Simplicity and durability are defining characteristics of so many of the classic American products we love best: The Harley-Davidson Flathead. A well-worn pair of Levi’s jeans. A Rawlings baseball improved by the scuffs and scars and patina of use. For generations of pilots, the object of our nostalgic affection is the Piper Cub. Introduced 75 years ago, the J-3 established the idea of a simple, inexpensive and easy-to-fly trainer. In the 1940s and 1950s, more pilots learned to fly in J-3 Cubs than any other model. Even if you’ve never sat behind the controls of one, you understand the importance of the J-3 to general aviation history. If you have flown a Cub, well, you don’t need to be told it’s one of the best-flying light airplanes ever made.

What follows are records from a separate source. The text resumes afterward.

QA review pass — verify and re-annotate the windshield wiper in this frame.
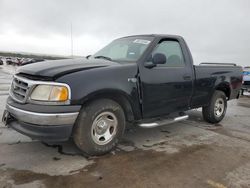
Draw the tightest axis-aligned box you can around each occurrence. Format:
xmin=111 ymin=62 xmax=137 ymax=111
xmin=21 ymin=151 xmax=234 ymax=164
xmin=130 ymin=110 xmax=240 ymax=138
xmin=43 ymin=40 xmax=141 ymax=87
xmin=95 ymin=55 xmax=113 ymax=61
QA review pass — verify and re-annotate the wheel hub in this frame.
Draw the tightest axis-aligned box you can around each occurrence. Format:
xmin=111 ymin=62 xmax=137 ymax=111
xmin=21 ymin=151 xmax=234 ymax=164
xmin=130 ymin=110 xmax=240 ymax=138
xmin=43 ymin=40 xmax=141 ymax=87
xmin=214 ymin=98 xmax=225 ymax=117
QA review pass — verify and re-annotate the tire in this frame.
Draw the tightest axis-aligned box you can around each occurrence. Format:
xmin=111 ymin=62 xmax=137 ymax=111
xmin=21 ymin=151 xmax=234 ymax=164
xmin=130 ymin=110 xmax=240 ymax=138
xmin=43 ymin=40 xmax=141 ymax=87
xmin=202 ymin=90 xmax=227 ymax=123
xmin=73 ymin=99 xmax=126 ymax=156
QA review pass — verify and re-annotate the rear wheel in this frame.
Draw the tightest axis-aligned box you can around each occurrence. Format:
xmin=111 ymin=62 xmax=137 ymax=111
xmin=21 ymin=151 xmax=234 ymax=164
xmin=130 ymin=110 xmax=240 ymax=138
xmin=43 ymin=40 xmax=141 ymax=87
xmin=202 ymin=91 xmax=227 ymax=123
xmin=73 ymin=99 xmax=125 ymax=155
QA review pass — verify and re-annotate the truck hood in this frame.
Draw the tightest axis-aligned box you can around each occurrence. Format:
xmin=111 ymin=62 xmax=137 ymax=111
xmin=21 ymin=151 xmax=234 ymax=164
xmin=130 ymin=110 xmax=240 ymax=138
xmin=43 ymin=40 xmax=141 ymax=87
xmin=17 ymin=59 xmax=119 ymax=79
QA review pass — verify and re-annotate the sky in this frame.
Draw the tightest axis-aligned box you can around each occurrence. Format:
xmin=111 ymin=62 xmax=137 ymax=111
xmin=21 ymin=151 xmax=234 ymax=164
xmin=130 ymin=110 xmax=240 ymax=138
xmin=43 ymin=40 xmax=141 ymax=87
xmin=0 ymin=0 xmax=250 ymax=66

I started out learning to fly in a 1946 J-3 when I was 15. That was in the late 1980s at a grass strip close to my home in northern New Jersey. I can remember some days soloing in the Cub it would be just me and another pilot in a Stearman and still another in an old T-6, the three of us circling the pattern as though we’d been transported through time to a summer afternoon when the only things that mattered were seeing which way the wind moved the corn and making certain to get the stick all the way back at the last instant in the flare. When you did it just right in the Cub, the effect was magical. And when you got it slightly wrong, the J-3 wouldn’t let you off the hook without a lesson that could stay with you for a long time. Maybe forever.
The story of the Piper Cub begins with two barnstorming brothers, C. Gilbert and Gordon Taylor, who together formed the Taylor Brothers Aircraft Co. in the late 1920s. Their goal was to produce and sell a small, two-seat, high-wing monoplane named the Chummy that cost $4,000 — about the price of a new house in 1928. They’d built a handful of airplanes, but tragically Gordon Taylor was killed in an airplane crash and the company went bankrupt.
William T. Piper, a Bradford, Pennsylvania, businessman who was running his family’s oil business, purchased a controlling share in the Taylor Aircraft Co. for $761 as it emerged from bankruptcy in 1930. Piper retained Gilbert Taylor as president and asked him to build an inexpensive, easy-to-fly trainer that the average person could afford to rent. Most of the trainers in those days were heavy biplanes with big radial engines and as a result were expensive to fly. Piper reasoned that a small, simple airplane might cut the costs in half, enabling more people to learn and creating demand for the company’s products.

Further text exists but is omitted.